At a more personal level, however, you can’t wait for a change in the law to improve your financial outlook. At CreditLoan, we’re here to support every aspect of your financial journey – from providing the recommendations on the best in credit cards and personal loans to credit monitoring and debt consolidation. Whether you’re trying to build a better budget for your family or are thinking ahead toward retirement, CreditLoan is here for you.
We collected survey responses from 2,669 Americans from all 50 states using Amazon’s Mechanical Turk, as well as Reddit postings in city and state subreddits. We also sought survey respondents using Facebook advertisements for states with inadequate numbers of Mturk and Reddit responses (Delaware, Mississippi, North Dakota, South Dakota, Hawaii, Wyoming, and Montana). We asked individuals to only answer questions relating to their current state of residence. We did our best to collect similar amounts of residents from each state, although some states had more representation than others. All states had at least 34 respondents.
Results from Washington, D.C., were excluded from analysis because there were too few participants. Counts of responses from each state listed in the table below:
50.3% of participants were female, and 48.7% were male. Less than 1 percent were nonbinary. Participants ranged in age from 18 to 82, with a mean of 35.3 and a standard deviation of 11.0. Participants younger than 18, as well as those with incomplete or inconsistent responses, were excluded from analysis. We weighted the data to the 2016 U.S. census for sex, age, and state population.

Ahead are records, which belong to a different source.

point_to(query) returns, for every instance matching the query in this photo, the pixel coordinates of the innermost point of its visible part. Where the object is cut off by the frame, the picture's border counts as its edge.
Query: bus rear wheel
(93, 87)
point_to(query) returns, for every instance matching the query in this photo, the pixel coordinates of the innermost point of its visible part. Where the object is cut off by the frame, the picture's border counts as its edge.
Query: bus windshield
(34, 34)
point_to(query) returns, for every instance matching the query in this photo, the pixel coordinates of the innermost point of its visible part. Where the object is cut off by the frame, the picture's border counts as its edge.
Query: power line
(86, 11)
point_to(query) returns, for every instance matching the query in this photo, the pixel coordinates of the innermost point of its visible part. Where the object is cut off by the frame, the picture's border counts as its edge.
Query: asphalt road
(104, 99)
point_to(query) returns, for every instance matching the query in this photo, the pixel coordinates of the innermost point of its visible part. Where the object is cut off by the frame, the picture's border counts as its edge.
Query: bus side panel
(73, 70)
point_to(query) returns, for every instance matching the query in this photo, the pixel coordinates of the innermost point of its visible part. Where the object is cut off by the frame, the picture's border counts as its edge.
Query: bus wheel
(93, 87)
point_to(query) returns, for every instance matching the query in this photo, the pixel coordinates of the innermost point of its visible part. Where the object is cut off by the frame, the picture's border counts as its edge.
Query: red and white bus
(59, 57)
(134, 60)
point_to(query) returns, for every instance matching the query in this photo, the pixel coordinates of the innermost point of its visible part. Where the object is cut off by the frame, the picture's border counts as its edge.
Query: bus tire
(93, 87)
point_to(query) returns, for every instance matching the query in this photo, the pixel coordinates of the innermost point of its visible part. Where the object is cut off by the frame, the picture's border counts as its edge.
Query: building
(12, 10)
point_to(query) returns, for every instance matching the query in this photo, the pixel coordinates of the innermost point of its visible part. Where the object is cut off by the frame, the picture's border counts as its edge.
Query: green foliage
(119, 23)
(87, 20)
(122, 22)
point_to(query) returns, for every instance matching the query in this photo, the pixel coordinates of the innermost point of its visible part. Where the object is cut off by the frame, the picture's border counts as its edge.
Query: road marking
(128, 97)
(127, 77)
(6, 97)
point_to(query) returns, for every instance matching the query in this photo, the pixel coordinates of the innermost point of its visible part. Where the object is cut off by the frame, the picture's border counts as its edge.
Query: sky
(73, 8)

Our primary method for collecting survey responses was Amazon’s Mechanical Turk service. As a result, participants’ attitudes about the minimum wage as well as their current annual earnings are likely skewed. This survey may slightly overrepresent the attitudes of those currently earning the minimum wage. 10.2% of survey participants who were currently paid an hourly rate reported earning their state’s minimum wage. By comparison, only 2.7% of U.S. workers in 2016 who were paid an hourly rate earned the minimum wage. It is also possible that with more participants from the states with fewer than 50 respondents, we could have gained more insight into their populations.
No statistical testing was performed, so the claims listed above are based on means alone. As such, this content is purely exploratory, and future research should approach this topic in more rigorously.